Je pourrais maintenant parler de la mise en scène, de la photographie, du jeu d'acteurs, etc… qui en font formellement l'un des plus réussis et des plus élégants long-métrages de Mikhalkov, le clou du spectacle étant bien sûr son alchimie à l'écran avec sa propre fille, l'enfant-actrice la plus mignonne et la plus pétillante de l'histoire du cinéma, mais aussi le sex-appeal sombre et pervers de Menshikov, ainsi que les travers décidément inhérents à la plupart de ses films, à savoir le jeu d'acteur outrancier, les longueurs, la symbolique parfois lourdingue… mais l'essentiel n'est pas là.


Soleil Trompeur eut un certain retentissement à l'époque de sa sortie, trois ans seulement après la dissolution de l'URSS rappelons-le, car pour la première fois semblait-il, les crimes du régime étaient directement adressés par un réalisateur russe, avec des acteurs essentiellement russes. Soleil Trompeur était donc un exemple aussi frappant qu'inédit de mea culpa sociétal, tel que l'Allemagne n'en a honnêtement jamais vraiment connu depuis 1945. Une manière d'évoquer, selon les mots de Mikhalkov lui-même, "toutes les personnes brûlées par le soleil trompeur de la révolution", ces millions de Soviétiques qui étaient tout à la fois leurs propres victimes et leurs propres bourreaux, thème cher au monde russe et notamment à Dostoïevski.


Du moins, c'est ainsi qu'on nous l'a vendu à l'Ouest, et ça a marché : immense succès critique, peut-être même encore plus que Partition inachevée… et Les Yeux Noirs, couronné par un Prix du Jury à Cannes et même l'Oscar du meilleur film étranger, l'Academy étant pourtant traditionnellement peu généreuse avec l'Europe de l'Est.
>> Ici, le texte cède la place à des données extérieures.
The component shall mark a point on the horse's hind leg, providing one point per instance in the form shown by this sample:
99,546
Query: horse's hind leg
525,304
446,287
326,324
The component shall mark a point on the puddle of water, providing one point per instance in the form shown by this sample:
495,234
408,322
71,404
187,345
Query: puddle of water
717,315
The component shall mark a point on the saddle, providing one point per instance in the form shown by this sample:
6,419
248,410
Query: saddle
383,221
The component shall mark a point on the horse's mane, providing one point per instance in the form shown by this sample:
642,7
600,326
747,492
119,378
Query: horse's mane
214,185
Il faut dire qu'il s'agissait d'une co-production française, le cachet de Michel Seydoux n'a pas dû faire de mal.


Tout cela est bel et bien, et surtout aujourd'hui dans le monde de 2019 où Vladimir Poutine semble de plus en plus tenté de marcher dans les pas de Staline, il y a de quoi se féliciter de ce travail de conscience et de commémoration qui devrait faire de Soleil Trompeur l'un des meilleurs films du réalisateur moustachu et probablement son plus important, n'est-ce pas ? En théorie, oui. Dans les faits, c'est là qu'il est temps d'évoquer le contexte dans lequel le film a vu le jour.
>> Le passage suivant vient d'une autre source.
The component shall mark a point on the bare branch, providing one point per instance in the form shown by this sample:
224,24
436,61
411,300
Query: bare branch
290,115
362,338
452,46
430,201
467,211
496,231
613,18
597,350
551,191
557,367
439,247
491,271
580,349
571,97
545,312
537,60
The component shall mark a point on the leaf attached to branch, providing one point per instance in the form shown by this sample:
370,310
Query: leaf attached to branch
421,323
Nous sommes donc en 1994, et le moins qu'on puisse dire, c'est que la toute jeune Fédération de Russie accuse sévèrement le coup de la chute de l'Empire soviétique qu'elle dominait. Inflation dépassant les 200%, corruption à tous les étages, chômage massif, perte du prestige international, criminalité exacerbée, heurts en Tchétchénie : c'est peu dire que la présidence de Boris Eltsine n'a pas la cote. De plus en plus de citoyens russes se demandent si ce n'était pas plus mal avant.
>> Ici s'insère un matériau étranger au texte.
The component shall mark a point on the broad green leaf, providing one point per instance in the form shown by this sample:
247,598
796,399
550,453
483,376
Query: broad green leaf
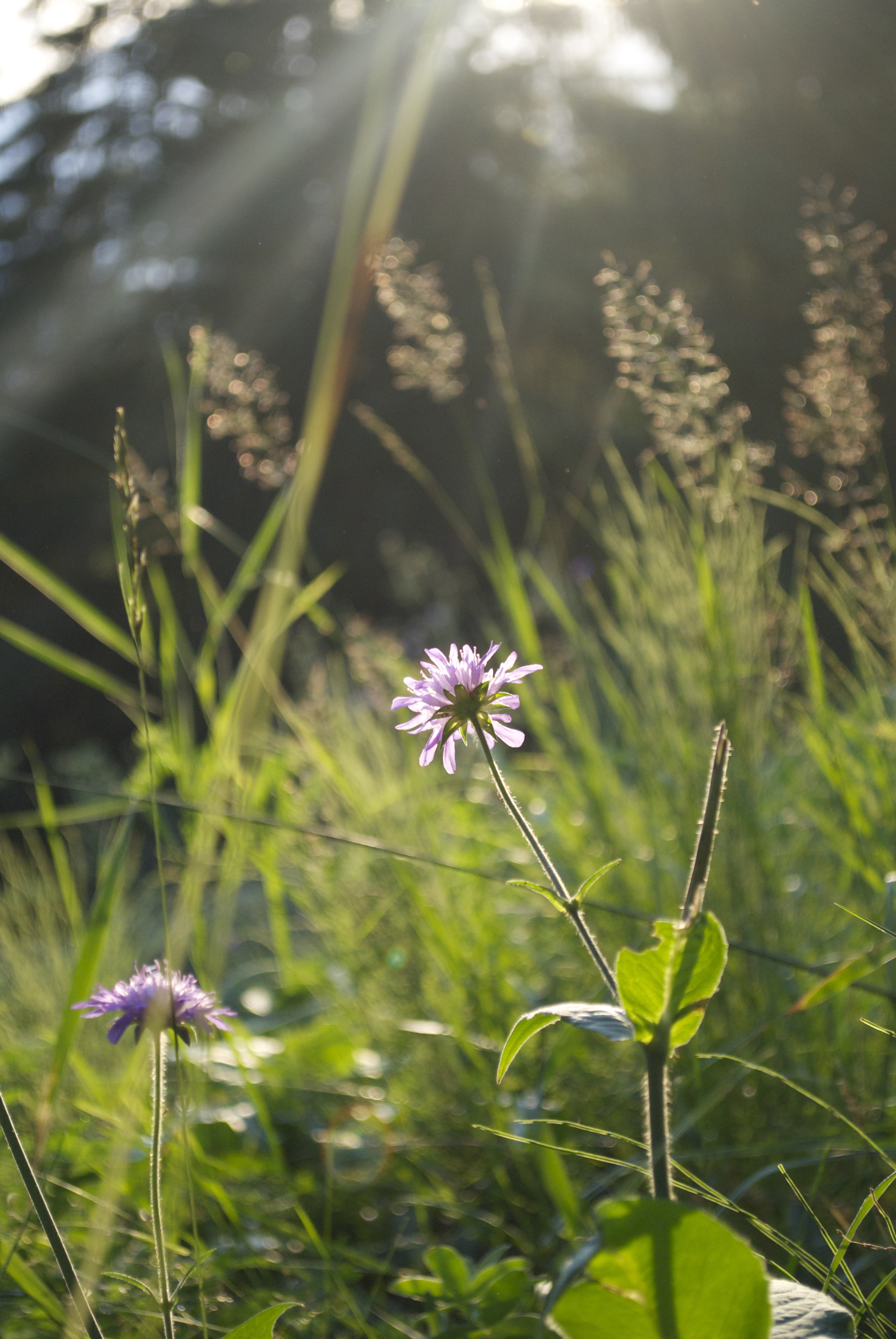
69,600
607,1019
539,888
260,1326
666,1271
487,1276
450,1267
69,665
669,986
844,977
804,1314
25,1278
133,1282
418,1287
590,883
À l'approche des élections présidentielles, les sondages montrent que la majorité des gens seraient prêts à redonner leur chance au Parti communiste et à son candidat Guennadi Ziouganov. Paniqué, Eltsine s'en remet à ses gourous, Anatoli Tchoubaïs et Mikhaïl Lesine, lesquels concoctent un plan assez brillant : bombarder les médias et le paysage audiovisuel russe de références aux crimes du communisme, sujet jusqu'alors tabou, pour effrayer les électeurs et les faire changer d'avis. C'est dans le cadre de cette contre-attaque médiatique que la famille de Nicolas II massacrée sur ordre de Lénine est canonisée, que Boris Eltsine se rend à Varsovie pour s'excuser du meurtre de milliers d'officiers polonais à Katyn, ou qu'Alexandre Soljenitsyne est soudain traité en héros messianique.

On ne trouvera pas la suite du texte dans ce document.